I bozzetti sono disposti in mostra secondo una selezione curata dal Direttore del Settore Musica Ivan Fedele. In tutto 350 disegni di grande interesse, opere accumulate in decenni di produzioni teatrali (dopo gli spettacoli, infatti, gli artisti lasciavano i bozzetti all’Archivio) che la Biennale ha voluto valorizzare. Gli autori sono tra i più noti artisti della modernità e della contemporaneità: Felice Casorati, Renato Guttuso, Emanuele Luzzati, Mino Maccari, Giacomo Calò Carducci, Piero Copertini, Gianna Lanza, Jacques Lecoq, Enrico Capuzzo, Jean Pierre Ponnelle, Theophanes Matsoukis, Ed Wittstein, Walter Siegfrid, Dorino Cioffi, Giancarlo Tantille, Therese Van Treek, Dafne Ciarocchi.

Alcuni schermi video riproducono in dissolvenza incrociata sequenze di immagini (scene e personaggi) associate a opere di cui è possibile ascoltare alcuni estratti musicali attraverso cuffie appositamente predisposte.

Una sorpresa per i ragazzi di tutte le età: il Laboratorio di Sartoria allestito in una delle sale di Ca’ Giustinian. Qui sarà possibile, in pochi minuti, farsi o farsi fare un costume di Carnevale con materiali semplici o “poveri” come carta, cartone o stoffa. L’obiettivo è quello di realizzare un bozzetto della mostra, un costume quindi fuori dai canoni classici del Carnevale veneziano.
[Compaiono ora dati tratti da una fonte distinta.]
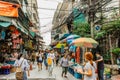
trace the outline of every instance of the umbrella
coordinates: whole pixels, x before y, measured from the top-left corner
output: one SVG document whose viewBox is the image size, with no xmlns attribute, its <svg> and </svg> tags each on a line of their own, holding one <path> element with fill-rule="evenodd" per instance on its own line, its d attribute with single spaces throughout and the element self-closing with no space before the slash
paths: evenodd
<svg viewBox="0 0 120 80">
<path fill-rule="evenodd" d="M 70 36 L 69 33 L 63 34 L 63 35 L 59 38 L 59 40 L 65 39 L 65 38 L 68 37 L 68 36 Z"/>
<path fill-rule="evenodd" d="M 72 44 L 74 44 L 75 46 L 81 46 L 86 48 L 96 48 L 98 42 L 92 38 L 78 38 L 75 39 Z"/>
<path fill-rule="evenodd" d="M 80 37 L 79 35 L 73 34 L 73 35 L 68 36 L 68 37 L 66 38 L 66 40 L 69 40 L 69 39 L 76 39 L 76 38 L 79 38 L 79 37 Z"/>
<path fill-rule="evenodd" d="M 64 44 L 64 43 L 58 43 L 54 48 L 62 48 L 65 46 L 66 46 L 66 44 Z"/>
</svg>

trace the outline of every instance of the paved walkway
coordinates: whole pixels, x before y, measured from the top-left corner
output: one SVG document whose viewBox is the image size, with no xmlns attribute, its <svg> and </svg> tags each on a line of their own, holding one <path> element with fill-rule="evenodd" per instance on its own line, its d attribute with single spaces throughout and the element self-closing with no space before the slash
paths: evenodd
<svg viewBox="0 0 120 80">
<path fill-rule="evenodd" d="M 32 71 L 30 71 L 30 77 L 28 77 L 29 80 L 78 80 L 74 78 L 71 74 L 67 74 L 68 78 L 61 77 L 62 68 L 61 67 L 55 67 L 53 69 L 53 75 L 49 76 L 48 71 L 45 70 L 45 67 L 43 67 L 43 70 L 38 72 L 37 66 L 34 67 Z M 11 73 L 9 75 L 0 75 L 0 80 L 15 80 L 15 73 Z"/>
<path fill-rule="evenodd" d="M 120 75 L 112 76 L 111 80 L 120 80 Z"/>
</svg>

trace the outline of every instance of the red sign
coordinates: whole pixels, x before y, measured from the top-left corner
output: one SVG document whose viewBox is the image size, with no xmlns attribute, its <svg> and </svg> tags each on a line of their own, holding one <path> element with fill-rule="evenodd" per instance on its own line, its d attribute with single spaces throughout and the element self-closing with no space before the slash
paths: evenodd
<svg viewBox="0 0 120 80">
<path fill-rule="evenodd" d="M 0 1 L 0 16 L 18 17 L 18 4 Z"/>
</svg>

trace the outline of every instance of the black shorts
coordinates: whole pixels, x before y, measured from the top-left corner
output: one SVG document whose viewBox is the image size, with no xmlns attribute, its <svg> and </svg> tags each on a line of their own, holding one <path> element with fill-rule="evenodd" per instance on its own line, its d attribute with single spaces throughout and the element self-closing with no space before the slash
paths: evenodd
<svg viewBox="0 0 120 80">
<path fill-rule="evenodd" d="M 35 62 L 35 59 L 32 59 L 33 62 Z"/>
<path fill-rule="evenodd" d="M 37 62 L 38 62 L 38 63 L 42 63 L 42 62 L 43 62 L 43 60 L 38 60 Z"/>
</svg>

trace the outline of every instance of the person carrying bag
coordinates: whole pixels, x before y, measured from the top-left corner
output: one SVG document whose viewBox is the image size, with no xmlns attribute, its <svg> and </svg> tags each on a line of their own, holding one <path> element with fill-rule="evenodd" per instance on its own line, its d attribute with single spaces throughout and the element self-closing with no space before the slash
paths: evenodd
<svg viewBox="0 0 120 80">
<path fill-rule="evenodd" d="M 24 60 L 23 60 L 23 61 L 24 61 Z M 22 61 L 22 63 L 23 63 L 23 61 Z M 17 79 L 17 80 L 23 80 L 23 75 L 24 75 L 24 73 L 23 73 L 23 71 L 22 71 L 22 69 L 21 69 L 22 63 L 20 64 L 20 66 L 18 66 L 18 67 L 16 68 L 16 79 Z"/>
<path fill-rule="evenodd" d="M 20 54 L 18 56 L 18 59 L 15 61 L 14 66 L 16 66 L 16 80 L 27 80 L 27 73 L 28 71 L 28 76 L 30 76 L 29 73 L 29 64 L 26 59 L 24 59 L 23 54 Z"/>
</svg>

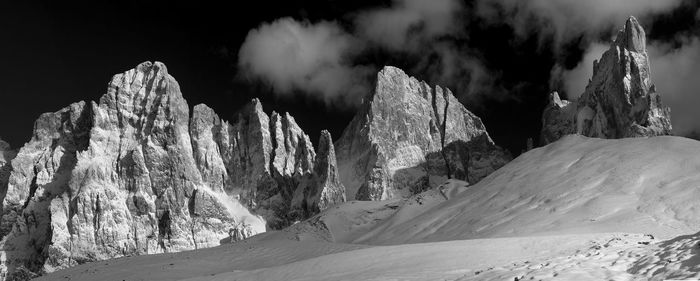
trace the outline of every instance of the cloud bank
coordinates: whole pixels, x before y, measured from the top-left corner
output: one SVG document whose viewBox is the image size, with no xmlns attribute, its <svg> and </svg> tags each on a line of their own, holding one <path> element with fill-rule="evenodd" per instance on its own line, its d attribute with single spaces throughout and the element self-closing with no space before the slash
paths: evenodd
<svg viewBox="0 0 700 281">
<path fill-rule="evenodd" d="M 575 37 L 617 31 L 621 20 L 668 12 L 683 0 L 479 0 L 479 15 L 508 21 L 520 35 L 553 34 L 555 45 Z"/>
<path fill-rule="evenodd" d="M 281 95 L 301 92 L 329 103 L 353 102 L 347 97 L 367 90 L 368 69 L 352 64 L 358 45 L 333 22 L 282 18 L 248 33 L 238 65 Z"/>
<path fill-rule="evenodd" d="M 649 49 L 651 75 L 664 104 L 671 107 L 676 135 L 700 133 L 700 38 L 684 39 L 680 48 L 653 44 Z"/>
<path fill-rule="evenodd" d="M 555 66 L 552 69 L 552 88 L 557 88 L 557 82 L 563 87 L 566 99 L 574 100 L 583 94 L 588 85 L 588 81 L 593 77 L 593 61 L 599 60 L 605 51 L 610 49 L 608 44 L 592 43 L 586 49 L 583 59 L 578 65 L 570 70 Z"/>
<path fill-rule="evenodd" d="M 395 51 L 417 51 L 426 40 L 458 33 L 455 21 L 462 9 L 454 0 L 397 0 L 390 8 L 359 13 L 360 37 Z"/>
<path fill-rule="evenodd" d="M 335 22 L 278 19 L 249 32 L 238 66 L 279 96 L 304 93 L 354 106 L 372 91 L 372 76 L 383 66 L 358 61 L 380 50 L 410 61 L 408 73 L 420 73 L 463 97 L 485 95 L 497 88 L 496 75 L 455 42 L 463 36 L 463 9 L 456 0 L 395 0 L 389 7 L 349 15 L 345 28 Z"/>
</svg>

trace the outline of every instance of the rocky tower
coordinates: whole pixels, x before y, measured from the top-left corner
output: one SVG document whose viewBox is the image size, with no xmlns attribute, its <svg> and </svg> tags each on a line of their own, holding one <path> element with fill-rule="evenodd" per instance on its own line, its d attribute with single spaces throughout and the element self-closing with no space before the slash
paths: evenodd
<svg viewBox="0 0 700 281">
<path fill-rule="evenodd" d="M 297 218 L 306 218 L 335 204 L 346 201 L 340 181 L 331 133 L 323 130 L 318 141 L 314 172 L 297 188 L 292 208 Z"/>
<path fill-rule="evenodd" d="M 0 162 L 11 171 L 0 178 L 0 273 L 26 278 L 211 247 L 263 232 L 266 220 L 288 225 L 314 157 L 294 119 L 269 118 L 257 100 L 233 124 L 205 105 L 190 119 L 165 65 L 142 63 L 115 75 L 99 102 L 41 115 L 11 167 Z"/>
<path fill-rule="evenodd" d="M 450 90 L 387 66 L 336 143 L 347 198 L 410 196 L 447 177 L 476 182 L 511 158 Z"/>
<path fill-rule="evenodd" d="M 575 102 L 551 99 L 542 117 L 542 143 L 578 133 L 597 138 L 671 134 L 670 110 L 651 81 L 644 29 L 634 17 L 625 23 Z"/>
</svg>

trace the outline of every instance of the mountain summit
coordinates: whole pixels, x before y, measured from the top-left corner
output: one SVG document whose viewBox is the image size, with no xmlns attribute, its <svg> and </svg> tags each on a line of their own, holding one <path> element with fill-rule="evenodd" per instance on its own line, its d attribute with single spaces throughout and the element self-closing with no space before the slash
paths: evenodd
<svg viewBox="0 0 700 281">
<path fill-rule="evenodd" d="M 212 247 L 343 202 L 324 136 L 317 157 L 258 100 L 232 123 L 205 105 L 190 116 L 165 65 L 141 63 L 99 102 L 42 114 L 16 157 L 0 142 L 0 279 Z"/>
<path fill-rule="evenodd" d="M 447 178 L 474 183 L 511 159 L 449 89 L 391 66 L 336 148 L 347 198 L 357 200 L 407 197 Z"/>
<path fill-rule="evenodd" d="M 670 109 L 652 84 L 646 35 L 630 17 L 602 58 L 593 63 L 593 78 L 576 101 L 553 93 L 542 117 L 543 144 L 567 134 L 597 138 L 671 135 Z"/>
</svg>

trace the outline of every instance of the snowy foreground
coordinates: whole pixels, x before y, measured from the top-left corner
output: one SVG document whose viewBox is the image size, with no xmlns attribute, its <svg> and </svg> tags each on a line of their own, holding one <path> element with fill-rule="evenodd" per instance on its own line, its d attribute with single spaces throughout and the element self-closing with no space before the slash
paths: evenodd
<svg viewBox="0 0 700 281">
<path fill-rule="evenodd" d="M 700 279 L 700 142 L 569 136 L 468 187 L 40 280 Z M 516 279 L 517 278 L 517 279 Z"/>
</svg>

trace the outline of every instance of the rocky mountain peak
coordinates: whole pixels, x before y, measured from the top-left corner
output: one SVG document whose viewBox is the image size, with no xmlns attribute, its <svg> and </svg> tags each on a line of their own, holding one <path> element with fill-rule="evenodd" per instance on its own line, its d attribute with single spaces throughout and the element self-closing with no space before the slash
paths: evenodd
<svg viewBox="0 0 700 281">
<path fill-rule="evenodd" d="M 556 101 L 555 101 L 556 103 Z M 584 93 L 543 113 L 543 144 L 567 134 L 598 138 L 670 135 L 670 109 L 652 83 L 646 35 L 630 17 L 600 60 Z M 565 109 L 566 108 L 566 109 Z"/>
<path fill-rule="evenodd" d="M 632 52 L 646 52 L 646 33 L 635 17 L 629 17 L 617 34 L 615 44 Z"/>
<path fill-rule="evenodd" d="M 347 198 L 359 200 L 410 196 L 448 177 L 478 181 L 510 159 L 452 92 L 391 66 L 336 152 Z"/>
<path fill-rule="evenodd" d="M 316 159 L 294 118 L 268 116 L 257 99 L 231 123 L 204 104 L 190 116 L 166 66 L 141 63 L 114 75 L 98 102 L 42 114 L 11 165 L 0 161 L 0 276 L 282 228 L 344 201 L 333 148 L 321 148 Z M 297 190 L 321 203 L 292 214 Z"/>
</svg>

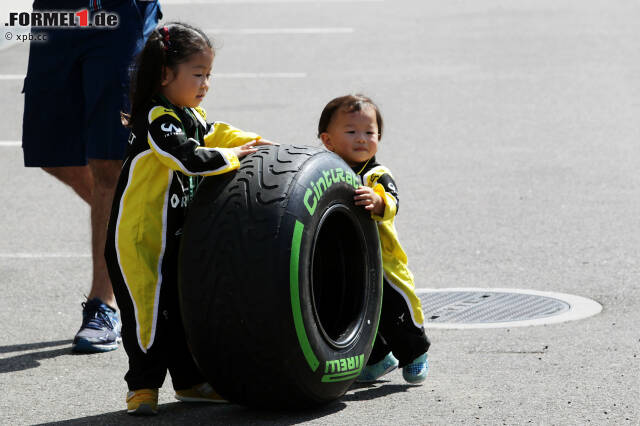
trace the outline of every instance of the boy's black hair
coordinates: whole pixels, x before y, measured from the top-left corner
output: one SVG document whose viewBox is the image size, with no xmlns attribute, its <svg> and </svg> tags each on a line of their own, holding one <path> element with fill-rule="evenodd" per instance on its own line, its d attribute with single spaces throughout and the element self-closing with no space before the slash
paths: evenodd
<svg viewBox="0 0 640 426">
<path fill-rule="evenodd" d="M 170 22 L 153 30 L 131 73 L 131 113 L 122 114 L 123 124 L 132 127 L 148 108 L 151 98 L 160 92 L 164 67 L 175 71 L 178 64 L 206 49 L 214 52 L 211 40 L 191 25 Z"/>
<path fill-rule="evenodd" d="M 318 137 L 329 128 L 331 119 L 339 109 L 344 109 L 346 112 L 362 111 L 364 106 L 370 106 L 376 112 L 376 121 L 378 123 L 378 139 L 382 139 L 382 114 L 380 114 L 380 108 L 371 100 L 361 94 L 345 95 L 332 99 L 322 110 L 320 114 L 320 121 L 318 122 Z"/>
</svg>

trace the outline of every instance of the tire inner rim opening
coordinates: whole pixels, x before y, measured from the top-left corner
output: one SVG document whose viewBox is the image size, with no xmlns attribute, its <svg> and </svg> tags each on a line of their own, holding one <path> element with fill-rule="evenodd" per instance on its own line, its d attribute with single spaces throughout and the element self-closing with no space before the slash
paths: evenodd
<svg viewBox="0 0 640 426">
<path fill-rule="evenodd" d="M 311 300 L 319 330 L 343 348 L 362 326 L 367 254 L 360 226 L 347 208 L 327 209 L 318 225 L 311 257 Z"/>
</svg>

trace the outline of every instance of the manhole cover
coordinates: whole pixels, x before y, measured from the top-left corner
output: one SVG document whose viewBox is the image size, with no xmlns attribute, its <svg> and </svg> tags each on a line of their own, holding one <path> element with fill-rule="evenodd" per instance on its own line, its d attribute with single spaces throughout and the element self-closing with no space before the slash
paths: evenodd
<svg viewBox="0 0 640 426">
<path fill-rule="evenodd" d="M 602 306 L 580 296 L 499 288 L 416 289 L 425 327 L 523 327 L 573 321 Z"/>
</svg>

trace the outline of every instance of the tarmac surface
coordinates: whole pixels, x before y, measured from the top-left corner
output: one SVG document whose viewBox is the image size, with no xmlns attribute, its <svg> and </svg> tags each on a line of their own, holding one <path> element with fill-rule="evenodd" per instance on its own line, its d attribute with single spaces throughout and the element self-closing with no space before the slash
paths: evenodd
<svg viewBox="0 0 640 426">
<path fill-rule="evenodd" d="M 555 291 L 603 310 L 545 326 L 429 329 L 422 386 L 396 371 L 317 410 L 270 412 L 178 403 L 167 381 L 160 414 L 131 418 L 124 350 L 70 351 L 89 291 L 89 211 L 23 167 L 28 46 L 4 43 L 0 424 L 640 424 L 638 3 L 163 4 L 165 22 L 216 30 L 210 117 L 317 146 L 331 98 L 379 103 L 378 158 L 399 184 L 396 223 L 418 287 Z"/>
</svg>

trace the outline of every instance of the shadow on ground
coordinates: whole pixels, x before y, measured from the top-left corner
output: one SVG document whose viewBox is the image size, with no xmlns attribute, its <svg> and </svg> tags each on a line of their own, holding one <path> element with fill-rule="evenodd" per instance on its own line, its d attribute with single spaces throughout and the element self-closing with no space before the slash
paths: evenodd
<svg viewBox="0 0 640 426">
<path fill-rule="evenodd" d="M 54 346 L 70 346 L 72 340 L 54 340 L 53 342 L 37 342 L 37 343 L 22 343 L 18 345 L 0 346 L 0 354 L 6 354 L 9 352 L 23 352 L 33 349 L 51 348 Z"/>
<path fill-rule="evenodd" d="M 28 370 L 40 366 L 40 360 L 55 358 L 62 355 L 71 355 L 71 340 L 56 340 L 53 342 L 25 343 L 19 345 L 0 346 L 0 354 L 10 352 L 24 352 L 33 349 L 51 348 L 54 346 L 64 346 L 48 351 L 29 352 L 9 358 L 2 358 L 0 362 L 0 374 L 13 373 L 14 371 Z"/>
<path fill-rule="evenodd" d="M 173 425 L 173 424 L 209 424 L 209 425 L 294 425 L 311 420 L 319 420 L 346 408 L 345 402 L 369 401 L 393 393 L 406 392 L 411 385 L 392 385 L 387 382 L 373 384 L 355 384 L 350 393 L 340 400 L 322 407 L 305 411 L 268 411 L 256 410 L 240 405 L 201 405 L 174 402 L 158 406 L 158 415 L 134 417 L 125 410 L 97 416 L 70 419 L 54 425 Z M 382 386 L 380 386 L 382 385 Z"/>
<path fill-rule="evenodd" d="M 351 386 L 352 392 L 343 396 L 341 401 L 370 401 L 391 395 L 392 393 L 407 392 L 412 387 L 415 387 L 414 385 L 392 385 L 384 383 L 386 382 L 355 383 Z M 383 384 L 383 386 L 375 386 L 376 384 Z"/>
<path fill-rule="evenodd" d="M 53 425 L 294 425 L 321 419 L 343 410 L 346 404 L 334 401 L 328 405 L 305 411 L 255 410 L 240 405 L 202 405 L 173 402 L 158 406 L 158 415 L 134 417 L 125 410 L 65 420 Z"/>
</svg>

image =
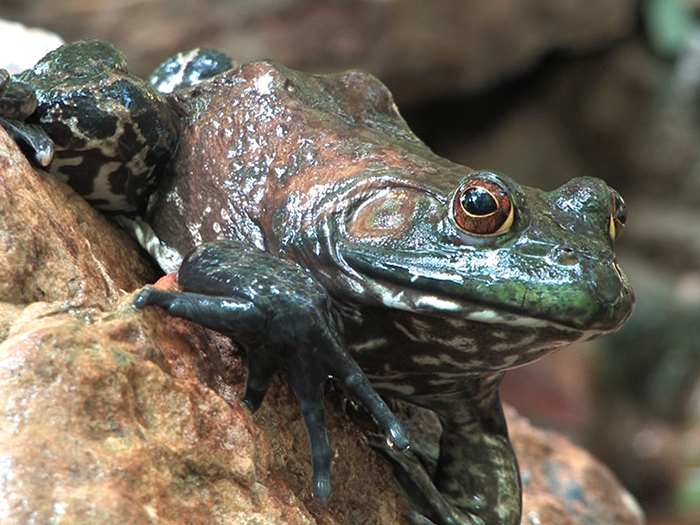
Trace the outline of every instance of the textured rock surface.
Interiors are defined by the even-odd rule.
[[[512,409],[507,417],[523,479],[523,525],[644,523],[634,498],[590,454]]]
[[[635,0],[116,0],[104,9],[76,6],[27,0],[0,6],[0,17],[47,27],[66,40],[109,40],[140,74],[183,49],[214,47],[241,62],[273,57],[305,70],[366,69],[400,101],[483,87],[551,51],[600,48],[629,35],[637,16]]]
[[[55,177],[31,169],[0,127],[0,301],[109,307],[154,276],[136,244]]]
[[[352,428],[338,438],[337,417],[334,445],[350,450],[334,465],[331,504],[314,502],[289,390],[275,388],[252,417],[214,390],[208,344],[202,330],[137,313],[128,298],[108,314],[30,306],[0,345],[0,521],[399,521],[390,469],[366,447],[353,453],[362,438]],[[364,508],[376,491],[384,497]]]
Si spera così di attivare un interesse per queste forme e evoluzioni del classico Carnevale, facendo in modo di arrichirlo con diverse fonti d’ispirazione. È in poche parole un invito ai veneziani (e non) a rinnovare il Carnevale con costumi tratti dalla vitalità moderna e contemporanea, e soprattutto si chiede ai ragazzi di vivere il Carnevale come un momento di creatività.

Grazie a questa mostra, che consigliamo di visitare, la stravaganza, l’estro, l’assurdo, il paradosso e il surreale vi rapiranno, facendovi perdere nel colore dei bozzetti che diventa ritmo musicale delle opere a cui si rifanno.